In der Anzeige war der Füller nicht näher bezeichnet, beim Auspacken entpuppte er sich als Esterbrook J. Der Schaft trägt einige tiefere Kratzer, das Jewel am Schaft ist nur noch zur Hälfte vorhanden, die Feder war gestaucht und die Schenkel standen nicht parallel. Schusselig wie ich bin, ist es mir noch gelungen, am Mundstück einen Ausbruch zu provozieren: "Wieso sollte man doch gleich beim Ausbau des Mundstücks die Federeinheit drin lassen, anstatt sie schon mal separat im Wasserbad einzuweichen (KNACK) ... ach ja, jetzt weiß ich`s wieder."
Der J, sagt Richard Binder, war Esterbrooks Brot-und-Butter-Füller, hergestellt ab 1948. Einfach und solide. Im Innern des Schaft ist gegenüber des Hebels ein massives Edelstahl-Profil eingebaut, das das kurze Ende der Druckstange fixiert und den Ein- und Ausbau erleichtert. Auch die Kappe trägt ein Innenleben aus robustem Edelstahl, für einen Hebelfüller hat der J also einiges an Gewicht.

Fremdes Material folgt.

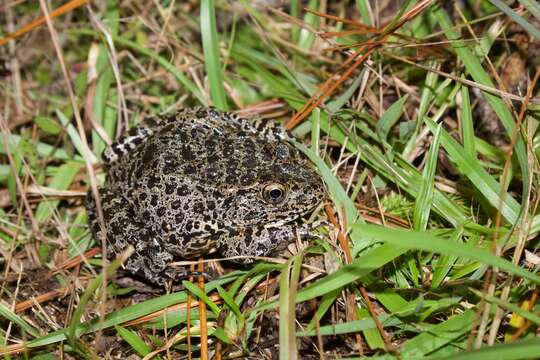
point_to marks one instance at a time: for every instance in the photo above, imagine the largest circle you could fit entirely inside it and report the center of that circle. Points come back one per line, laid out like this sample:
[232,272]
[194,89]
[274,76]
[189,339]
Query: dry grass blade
[71,5]
[363,52]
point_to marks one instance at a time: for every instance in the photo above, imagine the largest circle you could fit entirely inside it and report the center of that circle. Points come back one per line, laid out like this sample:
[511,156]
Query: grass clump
[421,117]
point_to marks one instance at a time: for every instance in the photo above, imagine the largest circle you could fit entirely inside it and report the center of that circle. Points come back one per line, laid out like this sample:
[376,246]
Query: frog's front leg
[122,228]
[251,242]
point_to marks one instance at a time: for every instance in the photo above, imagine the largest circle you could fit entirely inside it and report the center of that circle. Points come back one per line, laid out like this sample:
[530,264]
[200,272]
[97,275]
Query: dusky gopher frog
[200,180]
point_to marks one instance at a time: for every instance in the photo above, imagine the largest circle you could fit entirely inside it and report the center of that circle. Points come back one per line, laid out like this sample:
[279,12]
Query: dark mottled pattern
[200,180]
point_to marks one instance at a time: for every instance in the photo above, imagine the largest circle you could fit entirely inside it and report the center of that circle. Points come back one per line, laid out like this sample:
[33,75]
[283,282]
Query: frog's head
[281,190]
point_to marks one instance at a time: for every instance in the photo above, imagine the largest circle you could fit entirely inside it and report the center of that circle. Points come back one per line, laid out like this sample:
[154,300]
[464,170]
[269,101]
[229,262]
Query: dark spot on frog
[176,204]
[149,153]
[161,211]
[170,188]
[182,190]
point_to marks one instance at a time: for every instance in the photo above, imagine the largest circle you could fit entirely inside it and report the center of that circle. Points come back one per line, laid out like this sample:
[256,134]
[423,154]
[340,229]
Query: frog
[200,181]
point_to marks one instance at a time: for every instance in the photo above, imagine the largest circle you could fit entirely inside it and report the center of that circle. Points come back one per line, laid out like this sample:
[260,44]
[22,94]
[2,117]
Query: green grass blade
[521,349]
[194,289]
[390,117]
[427,242]
[474,67]
[467,128]
[478,177]
[210,42]
[133,340]
[287,308]
[425,195]
[517,18]
[17,320]
[439,335]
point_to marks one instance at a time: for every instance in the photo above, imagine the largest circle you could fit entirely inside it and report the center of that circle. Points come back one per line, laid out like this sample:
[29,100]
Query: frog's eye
[282,151]
[274,193]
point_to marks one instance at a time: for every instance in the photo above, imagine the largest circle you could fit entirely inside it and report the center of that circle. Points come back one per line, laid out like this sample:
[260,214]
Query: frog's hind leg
[122,228]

Die Stahlfedern sind nummeriert, wobei die Nummern Aufschluss über Federstärke und -art geben ("Firm" oder "Flexible"). Die in meinem Exemplar verbaute 2668 ist demnach "Firm medium". Schaft und Kappe sind aus Plastik in schwarz, weiß oder in grün, blau, rot, braun oder kupfer marmoriert; Pastellvarianten gab es auch.
Der Füller hat gute siebzig Jahre überlebt (so alt hatte ich ihn gar nicht eingeschätzt) und sogar meine Reparatur. Das herausgebrochene Gewindestück habe ich einfach wieder eingeklebt, die Feder geglättet, die Federschenkel gerichtet, die Druckfeder vom Rost befreit, einen neuen Tintensack spendiert.
Er scheint mir meine Trotteligkeit nicht übelgenommen zu haben und schreibt anstandslos. Ich glaube, wir werden gute Freunde werden.
Ein Blick in den Schaft: Stahlprofil gegenüber dem Hebel

Er hat überlebt. Und er schreibt.

Die malträtierte Feder

Und eigentlich ist er doch ganz hübsch.